# PyTorch DDP Fashion MNIST Training Example run with Local Process Backend

This example demonstrates training on your local machine using **native Python processes** (no containers required).

## Prerequisites

- Python 3.8+ installed
- No Docker or Podman required! 

The notebook demonstrates how to train a convolutional neural network (CNN) to classify images using the [Fashion MNIST](https://github.com/zalandoresearch/fashion-mnist) dataset and [PyTorch Distributed Data Parallel (DDP)](https://pytorch.org/tutorials/intermediate/ddp_tutorial.html). 

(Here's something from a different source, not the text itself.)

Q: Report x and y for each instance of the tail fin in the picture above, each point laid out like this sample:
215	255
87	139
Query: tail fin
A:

## Install Kubeflow Trainer

In [None]:
%pip install kubeflow-trainer

## Define Training Function

This function trains a simple CNN on Fashion MNIST dataset using PyTorch.

**Note:** LocalProcessBackend runs in a **single process** (no distributed training), so we don't use `torch.distributed`.

In [None]:
def train_fashion_mnist():
    """Train a CNN on Fashion MNIST using PyTorch (single process)."""
    import torch
    import torch.nn.functional as F
    from torch import nn, optim
    from torch.utils.data import DataLoader
    from torchvision import datasets, transforms

    print("Starting training...")

    # Simple CNN model
    class Net(nn.Module):
        def __init__(self):
            super(Net, self).__init__()
            self.conv1 = nn.Conv2d(1, 20, 5, 1)
            self.conv2 = nn.Conv2d(20, 50, 5, 1)
            self.fc1 = nn.Linear(4 * 4 * 50, 500)
            self.fc2 = nn.Linear(500, 10)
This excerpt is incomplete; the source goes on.